Principal Artificial Intelligence Engineer
The MITRE Corporation
Tim has been working in natural language processing since 2002. In the last 5+ years, his focus has shifted to content/metadata extraction (and evaluation), advanced search and relevance tuning. Tim is a member of the Apache Software Foundation (ASF), the chair/VP of Apache Tika, a committer and PMC member on Apache PDFBox (since 2016), and on Apache POI (2013) and a committer on Apache Lucene/Solr (2018). Tim holds a Ph.D. in Classical Studies, and in a former life, he was a professor of Latin and Greek.
Tim Allison is speaking at the following session/s
(R)Evolving Relevance Tuning with Genetic Algorithms
This talk builds on work by Simon Hughes and others to apply genetic algorithms (GA) and random search for finding optimal parameters for relevance ranking. While manual tuning can be useful, the parameter space is too vast to be confident that one has found optimal parameters without overfitting. We'll present Quaerite (https://github.com/mitre/quaerite), an open source toolkit that allows users to specify experiment parameters and then run a random search and/or a GA to identify the best settings given ground truth. We'll offer an overview of mapping the Solr parameter space to a GA problem, the importance of the baked-in n-fold cross-validation, and the surprises and successes found with deployed search systems.
Anyone interested in leveraging machine learning to improve relevance should find this useful. They'll learn about the overall technique and critical aspects for rigorous implementation.
This is intended for a technical audience already familiar with Solr parameters and relevance tuning.
Evaluating Content/Text Extraction at Scale
Apache Tika is widely used as a critical enabling technology for search in Solr and other systems. This library allows parsing and text extraction of numerous file formats. When something goes wrong with text extraction, though, the reliability of search is greatly hindered. Typically, search engineers pay little attention to the quality of content extracted and hope for the best.
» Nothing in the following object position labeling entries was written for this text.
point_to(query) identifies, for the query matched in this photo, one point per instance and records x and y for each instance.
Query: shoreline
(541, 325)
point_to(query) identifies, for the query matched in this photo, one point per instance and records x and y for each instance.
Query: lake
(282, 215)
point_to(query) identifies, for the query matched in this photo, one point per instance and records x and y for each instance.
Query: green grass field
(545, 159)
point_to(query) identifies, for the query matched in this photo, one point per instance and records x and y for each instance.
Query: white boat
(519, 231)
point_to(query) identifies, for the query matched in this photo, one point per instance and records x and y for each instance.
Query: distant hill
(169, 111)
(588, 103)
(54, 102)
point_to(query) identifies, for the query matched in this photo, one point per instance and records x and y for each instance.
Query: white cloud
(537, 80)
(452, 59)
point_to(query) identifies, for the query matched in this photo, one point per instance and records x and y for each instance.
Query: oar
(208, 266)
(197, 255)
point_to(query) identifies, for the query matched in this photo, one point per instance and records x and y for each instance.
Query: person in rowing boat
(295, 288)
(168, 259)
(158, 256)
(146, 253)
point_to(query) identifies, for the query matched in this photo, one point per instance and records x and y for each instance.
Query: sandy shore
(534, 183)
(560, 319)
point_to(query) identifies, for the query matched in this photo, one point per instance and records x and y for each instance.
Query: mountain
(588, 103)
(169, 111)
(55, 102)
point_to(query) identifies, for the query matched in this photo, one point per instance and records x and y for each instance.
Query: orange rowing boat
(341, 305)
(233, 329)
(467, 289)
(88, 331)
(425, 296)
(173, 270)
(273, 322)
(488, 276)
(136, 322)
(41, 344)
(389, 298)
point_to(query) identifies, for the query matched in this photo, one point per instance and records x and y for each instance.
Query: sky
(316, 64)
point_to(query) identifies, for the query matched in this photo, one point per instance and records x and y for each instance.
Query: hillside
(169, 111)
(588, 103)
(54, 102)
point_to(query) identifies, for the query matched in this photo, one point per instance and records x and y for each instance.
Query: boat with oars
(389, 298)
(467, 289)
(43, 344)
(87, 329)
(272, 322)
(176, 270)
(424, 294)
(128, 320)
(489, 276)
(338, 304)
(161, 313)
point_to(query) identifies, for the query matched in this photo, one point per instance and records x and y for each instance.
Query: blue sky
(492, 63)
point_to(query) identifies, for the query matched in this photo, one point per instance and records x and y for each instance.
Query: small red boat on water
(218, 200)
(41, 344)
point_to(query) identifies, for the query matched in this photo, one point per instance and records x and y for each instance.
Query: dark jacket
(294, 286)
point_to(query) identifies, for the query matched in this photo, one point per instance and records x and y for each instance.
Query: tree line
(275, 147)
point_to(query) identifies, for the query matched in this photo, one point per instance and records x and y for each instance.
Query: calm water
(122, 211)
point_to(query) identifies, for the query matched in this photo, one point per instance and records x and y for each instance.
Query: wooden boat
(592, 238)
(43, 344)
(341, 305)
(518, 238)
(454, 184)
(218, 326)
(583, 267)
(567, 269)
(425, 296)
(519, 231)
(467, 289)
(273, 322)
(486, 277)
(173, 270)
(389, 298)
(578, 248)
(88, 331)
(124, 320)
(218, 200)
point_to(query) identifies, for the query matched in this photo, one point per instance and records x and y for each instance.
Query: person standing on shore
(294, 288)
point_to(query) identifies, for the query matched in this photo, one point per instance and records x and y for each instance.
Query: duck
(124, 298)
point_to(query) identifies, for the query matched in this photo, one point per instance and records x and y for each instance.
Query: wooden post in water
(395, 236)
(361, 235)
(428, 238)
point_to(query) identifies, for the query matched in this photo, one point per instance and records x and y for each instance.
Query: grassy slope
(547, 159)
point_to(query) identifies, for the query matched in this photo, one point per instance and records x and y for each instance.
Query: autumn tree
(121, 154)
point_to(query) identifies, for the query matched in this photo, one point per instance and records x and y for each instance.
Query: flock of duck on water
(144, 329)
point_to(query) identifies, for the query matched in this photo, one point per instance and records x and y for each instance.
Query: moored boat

This talk offers an overview of the tika-eval module and discusses ways of scaling its NLP/language-modeling based metrics to identify mojibake, corrupt text and/or bad OCR at scale. Search engineers can use these statistics to determine whether or not to index a document, flag it as potentially corrupt or carry out more computationally expensive methods to try to extract reliable text.
Anyone processing documents at scale who is concerned about reliability should be interested in this topic. Attendees will learn about the metrics available and how to integrate the tika-eval module's metrics at scale.
This is intended for a technical audience.